In queste piante l'anidride carbonica non partecipa direttamente al ciclo di Calvin, ma viene 'temporaneamente' trasformata, a livello delle cellule del mesofillo della foglia, in un composto detto PEP (fosfoenolpiruvato) con successiva formazione di ossalacetato, un composto a 4 atomi di carbonio (da cui il nome C4). Questo viene a sua volta trasformato in un altro composto a 4 atomi di carbonio, il malato (o l'aspartato, a seconda della specie vegetale), che migra dal mesofillo alle cellule che circondano i fasci conduttori (cellule della guaina del fascio). Qui il malato (o l'aspartato) viene riconvertito in anidride carbonica, CO2, che viene infine coinvolta nelle reazioni del ciclo di Krebs. Questo tipo di fotosintesi si riscontra principalmente in piante che vivono nelle regioni tropicali. Nelle piante C4 la fotosintesi si svolge infatti in modo ottimale a temperature più alte di quelle richieste dalle piante C3. Inoltre, le C4 riescono a fiorire a temperature alle quali le C3 non sopravvivono. La resa della fotosintesi con ciclo C4 (ossia la quantità di zuccheri prodotti rispetto all'anidride carbonica utilizzata) è superiore a quella della fotosintesi C3. In altre parole, le piante C4 riescono ad effettuare la fotosintesi alla stessa velocità delle C3, ma aprendo in misura inferiore gli stomi, limitando in tal modo anche la perdita di acqua.


Piante CAM

La fotosintesi CAM (acronimo di Crassulacean Acid Metabolism, ossia metabolismo acido delle crassulacee) avviene in modo analogo alla fotosintesi con ciclo C4: anch'essa, infatti, prevede una fase iniziale in cui l'anidride carbonica viene trasformata in composti a 4 atomi di carbonio e una fase successiva in cui questi vengono riconvertiti in anidride carbonica, che viene coinvolta nella reazione del ciclo di Krebs. Le due fasi avvengono in due momenti separati. La prima avviene di notte, quando i composti a 4 atomi di carbonio (soprattutto acido malico) appena sintetizzati vengono accumulati in speciali vacuoli. La seconda fase avviene di giorno.

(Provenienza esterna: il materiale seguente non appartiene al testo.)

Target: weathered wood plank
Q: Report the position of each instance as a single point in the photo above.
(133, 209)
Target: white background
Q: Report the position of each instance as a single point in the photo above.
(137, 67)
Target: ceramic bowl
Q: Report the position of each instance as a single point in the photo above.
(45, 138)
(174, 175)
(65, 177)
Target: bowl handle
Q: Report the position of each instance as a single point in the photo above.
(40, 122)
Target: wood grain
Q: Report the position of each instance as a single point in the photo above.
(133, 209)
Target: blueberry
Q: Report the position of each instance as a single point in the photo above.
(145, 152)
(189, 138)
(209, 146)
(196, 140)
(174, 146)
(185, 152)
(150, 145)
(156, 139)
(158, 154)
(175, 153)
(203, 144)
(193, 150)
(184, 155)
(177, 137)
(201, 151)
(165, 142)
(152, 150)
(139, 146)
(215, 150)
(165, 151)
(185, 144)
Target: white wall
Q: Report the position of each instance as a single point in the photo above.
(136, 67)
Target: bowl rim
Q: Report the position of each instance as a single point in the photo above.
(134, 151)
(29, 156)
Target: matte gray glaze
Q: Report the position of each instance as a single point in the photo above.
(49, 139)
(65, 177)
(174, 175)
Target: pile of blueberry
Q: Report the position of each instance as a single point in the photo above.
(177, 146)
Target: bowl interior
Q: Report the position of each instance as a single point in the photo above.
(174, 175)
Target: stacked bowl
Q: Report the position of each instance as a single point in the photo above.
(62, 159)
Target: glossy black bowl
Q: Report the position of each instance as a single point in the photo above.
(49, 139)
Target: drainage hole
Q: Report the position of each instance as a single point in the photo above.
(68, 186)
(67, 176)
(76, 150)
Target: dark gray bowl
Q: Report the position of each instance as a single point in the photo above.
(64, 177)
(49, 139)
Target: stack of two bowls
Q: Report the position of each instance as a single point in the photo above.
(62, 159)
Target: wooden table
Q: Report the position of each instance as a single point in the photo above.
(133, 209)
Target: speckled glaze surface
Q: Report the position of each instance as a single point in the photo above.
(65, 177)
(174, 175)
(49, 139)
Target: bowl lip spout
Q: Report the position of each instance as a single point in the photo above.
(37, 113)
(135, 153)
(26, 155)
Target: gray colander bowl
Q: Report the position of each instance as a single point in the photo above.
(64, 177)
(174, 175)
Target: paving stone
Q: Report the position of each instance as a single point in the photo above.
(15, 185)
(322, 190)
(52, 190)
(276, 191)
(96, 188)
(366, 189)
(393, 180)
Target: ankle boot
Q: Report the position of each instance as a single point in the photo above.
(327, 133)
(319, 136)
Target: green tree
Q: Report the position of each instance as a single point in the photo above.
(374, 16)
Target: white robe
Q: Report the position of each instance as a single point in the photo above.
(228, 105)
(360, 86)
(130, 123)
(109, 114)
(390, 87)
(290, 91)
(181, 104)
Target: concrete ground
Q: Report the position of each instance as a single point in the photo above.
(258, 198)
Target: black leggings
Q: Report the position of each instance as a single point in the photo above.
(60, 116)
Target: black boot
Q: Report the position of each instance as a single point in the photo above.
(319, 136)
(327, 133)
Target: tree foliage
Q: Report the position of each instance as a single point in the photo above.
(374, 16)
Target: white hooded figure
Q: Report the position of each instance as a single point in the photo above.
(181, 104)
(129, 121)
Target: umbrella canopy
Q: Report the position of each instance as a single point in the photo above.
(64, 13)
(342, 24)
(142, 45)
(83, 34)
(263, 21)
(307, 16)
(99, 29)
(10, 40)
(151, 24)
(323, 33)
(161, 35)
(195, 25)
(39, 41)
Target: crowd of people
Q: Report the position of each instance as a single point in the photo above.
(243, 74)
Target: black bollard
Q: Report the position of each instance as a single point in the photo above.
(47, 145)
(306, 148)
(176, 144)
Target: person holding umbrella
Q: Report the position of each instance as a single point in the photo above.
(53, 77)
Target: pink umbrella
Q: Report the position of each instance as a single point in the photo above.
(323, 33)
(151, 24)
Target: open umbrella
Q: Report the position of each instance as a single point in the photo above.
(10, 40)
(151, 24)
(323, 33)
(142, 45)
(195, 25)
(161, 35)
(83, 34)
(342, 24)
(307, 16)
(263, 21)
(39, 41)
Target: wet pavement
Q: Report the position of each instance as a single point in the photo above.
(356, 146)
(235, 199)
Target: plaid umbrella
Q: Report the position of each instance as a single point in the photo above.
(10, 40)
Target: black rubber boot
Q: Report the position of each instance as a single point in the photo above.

Questo tipo di fotosintesi è tipico, come indica il suo stesso nome, di molte piante succulente, come le crassulacee e le cactacee, e rappresenta un adattamento ai climi caldi e aridi in cui tali piante vivono. Infatti, la fase che richiede l'apertura degli stomi, per permettere l'ingresso della CO2, avviene di notte, quando l'ambiente risulta più fresco e umido; la seconda fase può invece avvenire di giorno, perché non richiede l'apertura degli stomi. In tal modo, le succulente evitano pericolose perdite di acqua. Anche alcune specie non succulente come l'ananas effettuano la fotosintesi CAM.